Editorial to the HUAmS Section
From Classroom to the Public Sphere: New Methodologies and Approaches in American Studies
The texts before you were, in their shorter version, originally presented at the inaugural symposium of the Croatian Association for American Studies (Hrvatsko udruženje za američke studije), established in 2010 with the aim of bringing together researchers and academics in Croatian institutions of higher education that teach, research and are working towards their degrees in different fields comprising American Studies. The first and hopefully not the last symposium showcased a considerable number of Croatian Americanists, while hosting also a few guests from abroad, among them one of the keynote speakers, Professor Douglas Ambrose of Hamilton College, USA. The other plenary address was delivered by Professor Stipe Grgas of the University of Zagreb whose work has been a mainstay of American Studies in Croatia and beyond.

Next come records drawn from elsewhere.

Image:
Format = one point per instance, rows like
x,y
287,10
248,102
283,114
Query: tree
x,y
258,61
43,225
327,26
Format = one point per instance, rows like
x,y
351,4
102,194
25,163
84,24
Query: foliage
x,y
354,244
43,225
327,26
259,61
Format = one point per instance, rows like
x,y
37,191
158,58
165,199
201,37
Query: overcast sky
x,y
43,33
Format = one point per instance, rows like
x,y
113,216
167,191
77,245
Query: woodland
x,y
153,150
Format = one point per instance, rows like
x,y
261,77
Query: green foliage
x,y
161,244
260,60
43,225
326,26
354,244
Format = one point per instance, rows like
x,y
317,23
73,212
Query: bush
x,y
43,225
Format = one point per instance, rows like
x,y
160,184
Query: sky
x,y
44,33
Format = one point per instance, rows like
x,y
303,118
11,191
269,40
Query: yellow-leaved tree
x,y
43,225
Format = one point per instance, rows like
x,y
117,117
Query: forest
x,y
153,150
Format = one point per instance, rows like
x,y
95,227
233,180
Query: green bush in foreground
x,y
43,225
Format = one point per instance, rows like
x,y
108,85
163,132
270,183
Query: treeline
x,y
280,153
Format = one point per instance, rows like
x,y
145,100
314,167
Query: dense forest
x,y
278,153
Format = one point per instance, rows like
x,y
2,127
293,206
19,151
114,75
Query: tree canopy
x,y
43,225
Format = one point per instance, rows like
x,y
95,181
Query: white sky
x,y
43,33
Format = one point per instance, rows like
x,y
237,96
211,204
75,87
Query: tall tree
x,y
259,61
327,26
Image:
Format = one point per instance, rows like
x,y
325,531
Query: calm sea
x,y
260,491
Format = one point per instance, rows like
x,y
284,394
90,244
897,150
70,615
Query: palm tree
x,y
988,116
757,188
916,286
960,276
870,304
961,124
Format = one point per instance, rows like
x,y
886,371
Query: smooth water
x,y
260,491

While Ambrose, as a historian of the early America and the antebellum society, revisits the importance of religion for the fateful conflict between the North and the South, especially as it is presented by some more recent views, Grgas delves deep into the very core of the disciplinary rationale finding there an interesting, even if unselfconscious, occlusion and evasion pertaining to the role of capitalism and the capitalist economy in the installment and development of American Studies. Thus both scholars, each tackling a different aspect of America, show how older approaches are continuously reinvigorated by the influx of new ideas and new interdisciplinary interventions. This gives the feel of a discipline constantly on the move and in the mood of reshaping itself. In this section, the reshaping is done by means of two major socio-cultural phenomena of long duration, religion and capitalism.
In his interesting analysis of the HBO television series The Wire, Sven Cvek explores its pedagogical and methodological relevance for American Studies. Paradigmatic of the post-network television phenomenon, The Wire depicts American post-industrial social effects—the growing social inequality and insecurity, urban decay, the criminalization of poverty, and the decline of the welfare state. The author argues that by unraveling the interrelation of social forces and the political and economic infrastructures of neoliberal capitalism, the series provides not just a "diagnostic" but also a "heuristic" framework reminiscent of literature of social reform. The series' didactic potential, according to Cvek, is equally discernible from its trans-national perspective, fostered by a shared experience of social ramifications of the globalization of capital, and the proliferation of digital technologies and their uncommercial surrogates in non-U.S. contexts.
We hope that you will enjoy the following presentations of some aspects of the historical and contemporary America and their theoretical consideration.